Adrian Peterson, who has been mostly silent as he stays far away from Winter Park, took to Twitter on Thursday to express his displeasure with non-guaranteed NFL contracts — most notably his.
The Vikings running back urged his 1.1 million followers to "research how many NFL teams hasn't honored a player's contract & learn something" and expressed concern that the Vikings would not honor his.
Peterson has three years remaining on the $96 million contract extension he signed in 2011. He will make $12.75 million in base salary if he is still on the roster when Week 1 rolls around, and the Vikings have said they won't trade or release him.
Beyond 2015, though, there is no guaranteed money in the deal. Peterson is due to make approximately $32 million in the final two seasons of his contract (2016 and 2017). But because NFL contracts are not fully guaranteed, the Vikings theoretically could cut Peterson, who turned 30 in March, with no repercussions.
That perceived injustice was clearly weighing on Peterson's mind.
"Question for the people, is a contract two sided or one?" Peterson wrote during a string of 10 afternoon tweets, then added, "Ok great two sided!
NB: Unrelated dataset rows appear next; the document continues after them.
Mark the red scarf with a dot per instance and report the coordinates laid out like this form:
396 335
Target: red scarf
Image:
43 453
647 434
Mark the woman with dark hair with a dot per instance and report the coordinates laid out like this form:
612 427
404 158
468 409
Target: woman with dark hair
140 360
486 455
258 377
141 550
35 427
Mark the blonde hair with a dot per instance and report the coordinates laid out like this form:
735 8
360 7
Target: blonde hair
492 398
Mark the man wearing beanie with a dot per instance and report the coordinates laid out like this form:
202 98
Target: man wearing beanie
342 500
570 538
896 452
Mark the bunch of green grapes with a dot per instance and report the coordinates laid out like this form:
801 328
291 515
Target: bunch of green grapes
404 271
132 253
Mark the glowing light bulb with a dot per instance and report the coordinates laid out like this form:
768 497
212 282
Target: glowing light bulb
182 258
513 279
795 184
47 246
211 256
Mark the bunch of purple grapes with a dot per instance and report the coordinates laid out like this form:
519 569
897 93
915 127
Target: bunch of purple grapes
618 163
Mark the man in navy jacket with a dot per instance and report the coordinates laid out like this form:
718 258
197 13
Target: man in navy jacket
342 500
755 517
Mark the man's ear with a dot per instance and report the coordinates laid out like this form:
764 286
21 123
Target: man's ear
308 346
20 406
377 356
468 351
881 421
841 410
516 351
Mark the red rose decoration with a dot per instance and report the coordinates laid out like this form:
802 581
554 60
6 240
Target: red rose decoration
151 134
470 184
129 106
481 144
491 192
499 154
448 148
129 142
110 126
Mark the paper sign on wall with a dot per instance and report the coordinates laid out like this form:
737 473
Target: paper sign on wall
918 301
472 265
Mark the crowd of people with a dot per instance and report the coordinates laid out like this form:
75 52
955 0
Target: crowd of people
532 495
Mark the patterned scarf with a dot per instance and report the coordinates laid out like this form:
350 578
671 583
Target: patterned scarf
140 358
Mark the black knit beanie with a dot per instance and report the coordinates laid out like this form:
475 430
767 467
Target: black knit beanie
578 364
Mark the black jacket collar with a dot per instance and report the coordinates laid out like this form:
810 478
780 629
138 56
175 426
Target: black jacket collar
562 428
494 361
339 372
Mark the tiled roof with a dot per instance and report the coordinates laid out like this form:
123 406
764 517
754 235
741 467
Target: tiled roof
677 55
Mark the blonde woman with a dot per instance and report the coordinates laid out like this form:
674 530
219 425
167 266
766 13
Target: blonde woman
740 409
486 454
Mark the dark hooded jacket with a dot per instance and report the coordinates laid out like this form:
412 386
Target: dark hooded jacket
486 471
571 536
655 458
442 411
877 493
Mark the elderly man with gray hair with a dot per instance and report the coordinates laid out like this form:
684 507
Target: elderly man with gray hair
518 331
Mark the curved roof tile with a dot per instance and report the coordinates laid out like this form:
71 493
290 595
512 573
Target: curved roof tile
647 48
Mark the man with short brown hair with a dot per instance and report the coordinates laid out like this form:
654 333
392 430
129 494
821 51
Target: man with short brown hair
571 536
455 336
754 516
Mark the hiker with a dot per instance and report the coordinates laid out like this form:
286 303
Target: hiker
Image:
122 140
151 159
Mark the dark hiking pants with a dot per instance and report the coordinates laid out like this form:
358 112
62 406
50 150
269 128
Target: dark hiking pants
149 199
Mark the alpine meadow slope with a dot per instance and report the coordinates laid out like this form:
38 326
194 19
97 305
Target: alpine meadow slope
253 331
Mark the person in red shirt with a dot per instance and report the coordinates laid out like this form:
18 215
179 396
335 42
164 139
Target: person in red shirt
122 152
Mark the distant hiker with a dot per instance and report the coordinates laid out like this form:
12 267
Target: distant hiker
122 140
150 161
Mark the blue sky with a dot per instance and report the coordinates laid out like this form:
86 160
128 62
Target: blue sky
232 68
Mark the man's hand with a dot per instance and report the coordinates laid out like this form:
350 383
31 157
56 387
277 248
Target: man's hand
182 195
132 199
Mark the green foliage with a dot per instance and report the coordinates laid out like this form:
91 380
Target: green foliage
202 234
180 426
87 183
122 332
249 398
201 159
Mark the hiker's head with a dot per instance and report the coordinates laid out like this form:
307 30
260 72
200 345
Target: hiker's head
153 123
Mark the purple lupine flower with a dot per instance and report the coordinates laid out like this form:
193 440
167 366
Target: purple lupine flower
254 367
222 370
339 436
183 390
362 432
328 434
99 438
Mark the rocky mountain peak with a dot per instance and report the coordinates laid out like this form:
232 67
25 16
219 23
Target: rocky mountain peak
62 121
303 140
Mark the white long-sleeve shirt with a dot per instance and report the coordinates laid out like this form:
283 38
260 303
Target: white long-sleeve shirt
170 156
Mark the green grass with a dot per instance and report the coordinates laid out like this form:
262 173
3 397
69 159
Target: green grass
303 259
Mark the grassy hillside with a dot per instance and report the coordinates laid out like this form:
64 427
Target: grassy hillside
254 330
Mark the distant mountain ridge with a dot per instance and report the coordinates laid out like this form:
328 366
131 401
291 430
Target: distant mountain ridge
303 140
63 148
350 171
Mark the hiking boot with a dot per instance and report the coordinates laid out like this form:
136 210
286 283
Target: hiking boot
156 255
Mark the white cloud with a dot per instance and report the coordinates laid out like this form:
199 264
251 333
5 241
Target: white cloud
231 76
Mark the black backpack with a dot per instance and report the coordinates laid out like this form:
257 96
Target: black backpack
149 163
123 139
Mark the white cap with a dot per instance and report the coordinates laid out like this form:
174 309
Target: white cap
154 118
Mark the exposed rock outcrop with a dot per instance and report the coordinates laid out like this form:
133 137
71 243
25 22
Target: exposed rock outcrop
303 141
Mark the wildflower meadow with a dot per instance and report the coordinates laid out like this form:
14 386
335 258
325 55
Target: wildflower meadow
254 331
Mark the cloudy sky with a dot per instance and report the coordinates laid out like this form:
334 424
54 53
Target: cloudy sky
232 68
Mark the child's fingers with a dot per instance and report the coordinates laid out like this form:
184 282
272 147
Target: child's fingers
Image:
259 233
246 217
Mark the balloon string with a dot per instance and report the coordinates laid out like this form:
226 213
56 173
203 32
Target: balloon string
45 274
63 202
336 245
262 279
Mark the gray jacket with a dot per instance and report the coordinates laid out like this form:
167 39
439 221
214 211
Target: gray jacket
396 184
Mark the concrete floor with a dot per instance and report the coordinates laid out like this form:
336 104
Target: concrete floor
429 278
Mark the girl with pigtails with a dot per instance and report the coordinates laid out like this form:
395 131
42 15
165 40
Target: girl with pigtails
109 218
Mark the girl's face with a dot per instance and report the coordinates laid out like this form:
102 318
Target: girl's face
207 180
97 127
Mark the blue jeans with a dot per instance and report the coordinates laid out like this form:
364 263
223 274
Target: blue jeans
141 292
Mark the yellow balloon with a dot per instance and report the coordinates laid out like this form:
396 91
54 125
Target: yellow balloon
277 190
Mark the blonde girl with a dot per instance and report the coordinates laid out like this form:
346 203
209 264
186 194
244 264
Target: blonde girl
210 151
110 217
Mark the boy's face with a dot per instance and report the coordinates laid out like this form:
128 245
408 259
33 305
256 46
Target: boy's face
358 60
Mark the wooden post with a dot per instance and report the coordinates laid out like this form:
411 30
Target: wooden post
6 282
Well why when one party decides … Mr. ? we wan't you to take a pay cut now or better yet flat out release you!"
"There's never no talk about honoring a contract!" he continued, adding, "I know hundreds of player's that wished their team would've HONORED the contract! But instead got threw to the side like like trash."
After thousands of retweets, favorites and mentions, Peterson followed three hours later with another string of tweets.
"To clarify, since analysts & everyone else have the answers to what place in MY Heart this "rant" came from," he wrote in a series of five tweets, "This is not against the Vikings. I am just frustrated that our union did not get guaranteed contracts for its players. NFL players deserve guaranteed contacts like Our NBA and MLB brothers. Owners have the right to release players, at will, without honoring their contracts. However, players do not have the luxury of saying that they want out of their contract."
Peterson's actions came a day after coach Mike Zimmer told the media that Peterson had two options: play for the Vikings or don't play at all.
"He's not going to play for anybody else and that's just the way it's going to be," Zimmer said.
Hours later, Peterson released a statement to ESPN in which he explained that his absence from voluntary offseason workouts was "about securing my future with the Vikings," not trying to force the Vikings to trade him.
Peterson will be the NFL's highest-paid running back again this season. The Vikings, who stood by Peterson and continued to pay him when he was charged with child abuse last September and was exiled by the NFL for their final 15 games last season, have made it clear they value him enough to pay him his $12.75 million.
The NFL Players Association, of which he was critical Thursday, did win a court battle to send Peterson's suspension back to the NFL for reconsideration. The league appealed that ruling, but did reinstate him in mid-April.
The Vikings have not approached Peterson this offseason about taking a pay cut, but they have been vague about his future here beyond 2015.
The team did not respond to a request for comment Thursday.
Peterson is not the first NFL player to express frustration over the lack of loyalty teams can show once a player's production doesn't meet his salary.
He could look at veterans such as linebacker Chad Greenway, who was forced to take a pay cut the past two offseasons, and wide receiver Greg Jennings, who was released in March because of his sizable salary, for a reminder of how quickly things can change when the guaranteed money is gone.
"It's all about honoring you're contract! Sounds like free will is being a lil challenged to me!" Peterson wrote during his afternoon barrage. "All I'm saying as a Minnesota Viking player! WE need the same power to do as all 32 teams do we they feel, under contract or not!"